Standard treatment for diabetic ulcers includes débridement of necrotic tissue, infection control, local ulcer care, mechanical offloading, management of blood glucose levels, and education on foot care [1,2]. As the rates of recurrences and non healing resin high, many other modalities have been tried in recent times including surgical such as microsurgical free flaps local insulin [2]. These are often termed “advanced wound care therapies” [4].

In recent times the cellular therapy led by PRP has also come to forefront as a successful treatment option and many studies have reported its successful usage in diabetic ulcers [5-9]. A systematic review was also published in 2010, reviewing articles till 2008 for such usage and recommended its use for Diabetic ulcer [10].

These studies done and reviewed have reported the use of PRP as activated Local application over the wounds. Such use is adjunct to the standard Management and once a healthy granulation has been achieved, the wounds are mostly surgically covered with skin grafts/ flaps [11]. The activated PRP gel is a commercially available product and in India costs about $500. Also it is not easily available. There is lot of variation regarding PRP concentrate, dose and end points in these studies.

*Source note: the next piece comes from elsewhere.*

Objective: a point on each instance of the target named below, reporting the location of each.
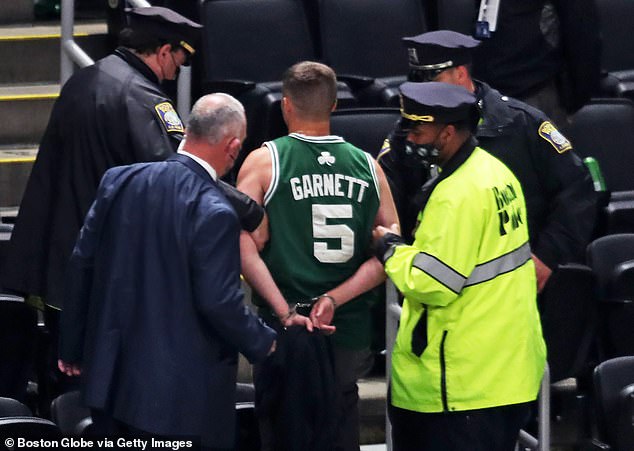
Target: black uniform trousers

The PRP method as used in the STARS is a novel and different concept of treatment. It is based on the regenerative properties of the platelet for complete healing of such ulcers.

The local infiltration tends to assist the natural regeneration of skin over the ulcer. It relies on the chemotactic property of Platelet to attract the macrophages and initiate auto-phaygocytosis activity to control infection. It is more standardized therapy protocol for PRP use with defined dose, delivery and uniform method for PRP preparation. It uses only 20 ml of autologous venous blood, double spinned to produce fresh PRP, which is infiltrated at the dose of 0.2 ml-0.5 ml per cm of length, in the wound margin by a 22 G/24 G needle. Such infiltration are repeated every 4th day till complete (near Complete) of wound healing. This repeat dose is based on the principle to keep the proliferative stage of healing activated with local delivery of growth factors derived from alpha granules of platelet rich plasma. This is major shift in principles as previous studies are based on life of platelet for repeat dosage (7-10 days). The STARS is mono therapy with PRP only and not as adjunct to wound care.

PRP contains a high level of platelets and a full complement of clotting and growth factors. The secretory proteins contained in the α-granules of platelets include platelet-derived growth factor, transforming growth factor β, platelet factor 4, interleukin-1, platelet-derived angiogenesis factor, vascular endothelial growth factor, epidermal growth factor, platelet-derived endothelial growth factor, epithelial cell growth factor, insulin-like growth factor, osteocalcin, osteonectin, fibrinogen, vitronectin, fibronectin and thrombospondin-1 [12]. These growth factors may contribute to the healing process of chronic wounds by attracting undifferentiated cells in the newly formed matrix and triggering cell–cell division. PRP may suppress cytokine release and limit the amount of inflammation, interacting with macrophages to improve tissue healing and regeneration, promote new capillary growth and accelerate epithelialization [12]. Moreover, the activated platelets apparently have potential antibacterial effects and may thereby support wound healing [13].

This case was successfully treated by STARS therapy. A good quality skin got regenerated over the ulcer with complete healing of right side ulcer.

The stages of healing typically included initially suppression of unhealthy granulation, followed by health granulation filling up the defect and control of infection and eventually epithelization from margins which subsequently matured to yield normal sole skin.

Conclusion

Till to date no therapy has been able to regenerate a normal sole skin including surgical reconstruction. STARS therapy based on Autologous PRP, as mainstay treatment is perhaps a breakthrough method for treatment in diabetic ulcer, which should be more intensely researched further, as it has potential to be almost an ideal wound therapy management as being based on autologous venous low volume blood and simple centrifuge method, it is accessible; Safe and affordable.